Il y a lieu de faire droit aux demandes d’indemnités mensuelles d’occupation formées par [Localité 3] HABITAT SEML, à compter de la présente ordonnance et jusqu’à la libération effective des lieux.
Sur les demandes accessoires
Madame [Y] [B] qui succombe à l’instance, sera condamnée aux dépens.

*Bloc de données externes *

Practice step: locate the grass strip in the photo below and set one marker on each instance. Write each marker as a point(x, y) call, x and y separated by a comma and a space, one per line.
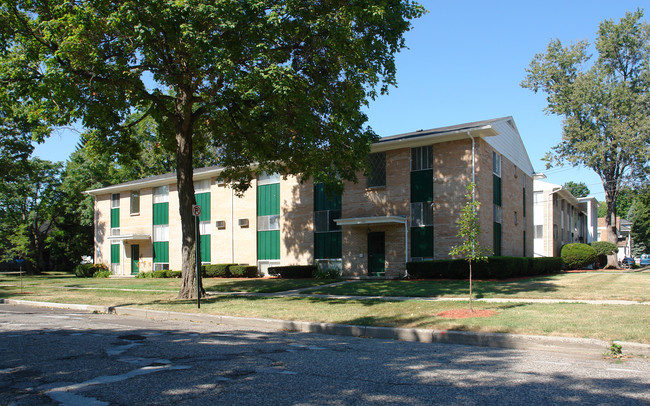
point(572, 286)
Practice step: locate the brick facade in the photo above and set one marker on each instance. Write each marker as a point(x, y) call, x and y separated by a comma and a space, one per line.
point(234, 243)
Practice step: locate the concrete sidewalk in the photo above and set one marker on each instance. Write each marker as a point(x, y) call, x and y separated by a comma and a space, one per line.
point(574, 347)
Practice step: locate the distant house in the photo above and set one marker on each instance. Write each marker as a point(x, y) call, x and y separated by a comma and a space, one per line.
point(624, 240)
point(560, 219)
point(404, 209)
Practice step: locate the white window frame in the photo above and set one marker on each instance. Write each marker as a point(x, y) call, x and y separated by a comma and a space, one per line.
point(160, 233)
point(268, 223)
point(421, 214)
point(421, 158)
point(161, 194)
point(498, 214)
point(496, 163)
point(267, 179)
point(131, 200)
point(202, 186)
point(204, 227)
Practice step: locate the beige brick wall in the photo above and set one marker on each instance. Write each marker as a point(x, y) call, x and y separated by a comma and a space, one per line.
point(392, 200)
point(234, 244)
point(512, 204)
point(452, 172)
point(296, 222)
point(103, 230)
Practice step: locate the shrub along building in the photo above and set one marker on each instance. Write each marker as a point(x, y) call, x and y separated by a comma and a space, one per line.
point(404, 209)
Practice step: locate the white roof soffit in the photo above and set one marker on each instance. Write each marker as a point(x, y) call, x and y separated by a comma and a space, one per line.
point(358, 221)
point(126, 237)
point(153, 181)
point(428, 137)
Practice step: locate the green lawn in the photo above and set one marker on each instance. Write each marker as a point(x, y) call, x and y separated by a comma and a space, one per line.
point(606, 322)
point(590, 286)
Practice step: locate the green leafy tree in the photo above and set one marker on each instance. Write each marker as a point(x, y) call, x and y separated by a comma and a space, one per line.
point(469, 232)
point(605, 104)
point(88, 169)
point(28, 210)
point(276, 83)
point(577, 189)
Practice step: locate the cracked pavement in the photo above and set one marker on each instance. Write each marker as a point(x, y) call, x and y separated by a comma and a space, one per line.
point(50, 357)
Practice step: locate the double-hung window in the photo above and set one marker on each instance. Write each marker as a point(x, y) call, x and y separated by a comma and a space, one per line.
point(421, 202)
point(496, 194)
point(115, 214)
point(377, 171)
point(135, 202)
point(327, 234)
point(161, 227)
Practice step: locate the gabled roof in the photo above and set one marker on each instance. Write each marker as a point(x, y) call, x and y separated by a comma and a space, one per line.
point(500, 133)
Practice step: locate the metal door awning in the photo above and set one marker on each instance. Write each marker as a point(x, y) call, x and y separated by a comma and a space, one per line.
point(361, 221)
point(129, 237)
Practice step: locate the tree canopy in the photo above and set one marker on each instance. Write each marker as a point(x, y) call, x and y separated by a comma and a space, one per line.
point(274, 85)
point(578, 189)
point(605, 103)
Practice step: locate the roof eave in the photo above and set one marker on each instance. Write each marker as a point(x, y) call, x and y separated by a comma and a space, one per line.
point(419, 139)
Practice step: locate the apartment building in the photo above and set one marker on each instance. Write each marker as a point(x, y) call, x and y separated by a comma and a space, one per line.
point(559, 219)
point(404, 209)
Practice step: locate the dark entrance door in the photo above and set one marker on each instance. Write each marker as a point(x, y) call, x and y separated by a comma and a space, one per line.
point(135, 259)
point(376, 254)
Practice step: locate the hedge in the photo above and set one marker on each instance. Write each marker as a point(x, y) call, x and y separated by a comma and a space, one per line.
point(603, 249)
point(294, 271)
point(493, 268)
point(216, 271)
point(161, 273)
point(89, 270)
point(577, 255)
point(244, 271)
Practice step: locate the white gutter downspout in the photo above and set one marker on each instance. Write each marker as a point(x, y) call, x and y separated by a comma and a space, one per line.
point(406, 247)
point(473, 166)
point(232, 226)
point(473, 173)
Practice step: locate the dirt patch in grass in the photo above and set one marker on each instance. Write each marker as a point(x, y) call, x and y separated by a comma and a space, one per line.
point(466, 313)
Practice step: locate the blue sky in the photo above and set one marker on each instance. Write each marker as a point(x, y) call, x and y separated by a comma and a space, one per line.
point(464, 63)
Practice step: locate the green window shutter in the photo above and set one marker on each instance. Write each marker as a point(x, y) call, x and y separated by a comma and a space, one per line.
point(496, 243)
point(205, 248)
point(161, 251)
point(115, 218)
point(115, 253)
point(203, 200)
point(496, 190)
point(160, 214)
point(323, 201)
point(268, 244)
point(268, 199)
point(422, 242)
point(327, 245)
point(422, 186)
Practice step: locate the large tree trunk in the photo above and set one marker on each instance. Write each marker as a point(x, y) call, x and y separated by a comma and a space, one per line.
point(611, 193)
point(185, 184)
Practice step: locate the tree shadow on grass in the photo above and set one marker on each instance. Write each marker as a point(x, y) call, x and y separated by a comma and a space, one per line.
point(440, 288)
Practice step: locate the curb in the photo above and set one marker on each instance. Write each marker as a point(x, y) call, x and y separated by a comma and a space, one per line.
point(581, 347)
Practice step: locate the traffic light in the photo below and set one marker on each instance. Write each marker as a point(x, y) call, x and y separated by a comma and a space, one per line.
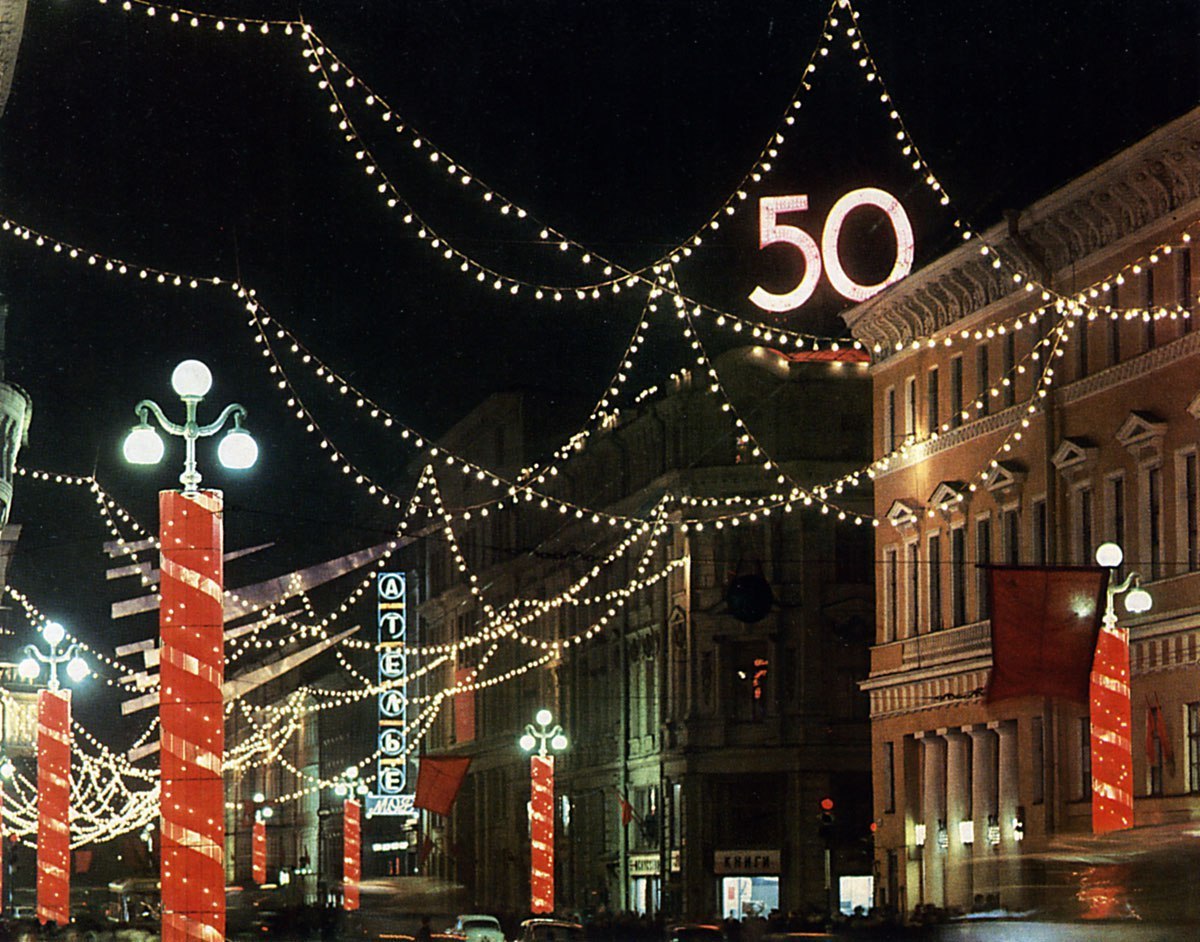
point(827, 819)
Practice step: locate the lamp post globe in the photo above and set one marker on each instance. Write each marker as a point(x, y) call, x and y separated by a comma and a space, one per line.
point(191, 379)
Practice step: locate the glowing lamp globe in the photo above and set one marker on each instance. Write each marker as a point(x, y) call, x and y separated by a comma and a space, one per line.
point(53, 633)
point(191, 379)
point(1138, 600)
point(143, 445)
point(238, 450)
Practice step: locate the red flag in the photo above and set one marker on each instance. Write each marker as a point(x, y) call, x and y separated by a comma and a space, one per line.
point(438, 780)
point(627, 809)
point(1044, 625)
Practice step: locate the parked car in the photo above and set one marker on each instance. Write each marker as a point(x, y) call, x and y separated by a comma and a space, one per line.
point(479, 928)
point(551, 930)
point(695, 933)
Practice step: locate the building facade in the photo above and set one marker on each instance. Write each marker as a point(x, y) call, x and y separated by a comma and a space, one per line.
point(1036, 393)
point(708, 713)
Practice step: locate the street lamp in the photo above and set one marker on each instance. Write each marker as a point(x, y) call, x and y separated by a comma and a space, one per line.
point(541, 742)
point(191, 625)
point(1111, 714)
point(53, 771)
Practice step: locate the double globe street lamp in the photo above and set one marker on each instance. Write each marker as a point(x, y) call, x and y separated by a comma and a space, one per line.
point(191, 624)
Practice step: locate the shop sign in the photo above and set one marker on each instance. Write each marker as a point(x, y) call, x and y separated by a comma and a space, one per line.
point(745, 862)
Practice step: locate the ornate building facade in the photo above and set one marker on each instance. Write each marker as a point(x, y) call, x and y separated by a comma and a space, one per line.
point(1036, 393)
point(709, 712)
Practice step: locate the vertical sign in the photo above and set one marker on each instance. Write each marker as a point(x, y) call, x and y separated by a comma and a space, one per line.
point(352, 853)
point(541, 834)
point(191, 714)
point(54, 807)
point(394, 792)
point(258, 852)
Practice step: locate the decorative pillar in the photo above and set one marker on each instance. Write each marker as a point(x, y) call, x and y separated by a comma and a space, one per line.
point(934, 814)
point(1008, 784)
point(1111, 723)
point(352, 853)
point(984, 808)
point(258, 852)
point(541, 834)
point(54, 807)
point(959, 822)
point(192, 717)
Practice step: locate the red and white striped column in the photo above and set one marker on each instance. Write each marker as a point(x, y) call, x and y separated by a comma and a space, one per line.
point(1111, 718)
point(54, 807)
point(352, 853)
point(191, 709)
point(541, 833)
point(258, 852)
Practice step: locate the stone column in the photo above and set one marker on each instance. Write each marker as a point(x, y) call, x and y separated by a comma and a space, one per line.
point(934, 816)
point(984, 807)
point(1008, 801)
point(958, 810)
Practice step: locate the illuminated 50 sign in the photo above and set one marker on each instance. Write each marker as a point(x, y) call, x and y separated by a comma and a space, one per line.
point(772, 232)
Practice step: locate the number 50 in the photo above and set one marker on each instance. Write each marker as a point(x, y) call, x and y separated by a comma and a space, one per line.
point(771, 232)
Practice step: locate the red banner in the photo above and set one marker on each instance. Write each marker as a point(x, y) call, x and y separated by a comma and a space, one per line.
point(541, 834)
point(191, 623)
point(1111, 718)
point(352, 853)
point(465, 706)
point(438, 780)
point(54, 807)
point(1044, 622)
point(258, 851)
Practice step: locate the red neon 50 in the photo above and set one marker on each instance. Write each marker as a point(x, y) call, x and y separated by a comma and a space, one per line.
point(772, 232)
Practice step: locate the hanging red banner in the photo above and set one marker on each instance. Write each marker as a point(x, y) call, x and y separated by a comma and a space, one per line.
point(191, 623)
point(541, 834)
point(1111, 717)
point(258, 852)
point(352, 853)
point(54, 807)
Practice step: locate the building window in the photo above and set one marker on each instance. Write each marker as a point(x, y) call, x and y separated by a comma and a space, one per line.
point(891, 593)
point(889, 420)
point(1038, 750)
point(1041, 555)
point(983, 561)
point(1155, 520)
point(1083, 526)
point(889, 778)
point(955, 393)
point(933, 415)
point(958, 576)
point(913, 589)
point(1081, 349)
point(1147, 304)
point(934, 553)
point(1085, 757)
point(1194, 747)
point(1188, 509)
point(1155, 745)
point(982, 378)
point(910, 406)
point(1008, 381)
point(1011, 529)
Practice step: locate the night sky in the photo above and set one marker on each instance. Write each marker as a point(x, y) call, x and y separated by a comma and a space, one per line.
point(623, 124)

Au regard de la disparité économique existant entre les parties, il n’y a pas lieu de faire application des dispositions de l’article 700 du code de procédure civile.
PAR CES MOTIFS,
Le juge des contentieux de la protection du pôle de proximité du tribunal judiciaire de Marseille, statuant en référés, par ordonnance réputée contradictoire et en premier ressort, mise à disposition au greffe ;
RENVOYONS les parties à se pourvoir au principal mais, dès à présent, vu le trouble manifestement illicite subi par la requérante du fait de l’occupation sans droit ni titre du défendeur,
CONSTATONS que Madame [J] [Y] [B] est occupante sans droit ni titre de l’appartement 1901, situé au 19ème étage droite de l’immeuble 11 du bloc B [Adresse 2] appartenant à la SAEM [Localité 3] HABITAT SEML ;
ORDONNONS à Madame [J] [Y] [B] de libérer et vider les lieux soit l’appartement 1901, situé au 19ème étage droite de l’immeuble 11 du bloc B [Adresse 2] dès la signification de la présente ordonnance, et à défaut,
ORDONNONS l’expulsion de Madame [J] [Y] [B] ainsi que celle de tous occupants de son chef, au besoin avec le concours de la force publique, des lieux occupés sans droit ni titre soit l’appartement 1901, situé au 19ème étage droite de l’immeuble 11 du bloc B [Adresse 2], sans application du sursis prévu à l’article L 412-6 du code des procédures civiles d’exécution relatif à la période dite de “ trêve hivernale”, et sans application du délai de deux mois prévu à l’article L 412-1du code des procédures civiles d’exécution ;
DISONS que le sort des meubles sera régi conformément aux dispositions des articles L. 433-1 et L. 433-2 du code des procédures civiles d’exécution ;
CONDAMNONS Madame [J] [Y] [B] à payer à la SAEM [Localité 3] HABITAT SEML à titre provisionnel une indemnité mensuelle d’occupation mensuelle de 493,46 euros à compter de la présente ordonnance et jusqu’à la libération effective des lieux ;
DISONS n’y avoir lieu à application des dispositions de l’article 700 du Code de procédure civile au profit de la SAEM [Localité 3] HABITAT SEML;
CONDAMNONS Madame [J] [Y] [B] aux dépens ;
REJETONS toute autre demande plus ample ou contraire ;
RAPPELONS que la présente ordonnance est assortie de l’exécution provisoire de droit.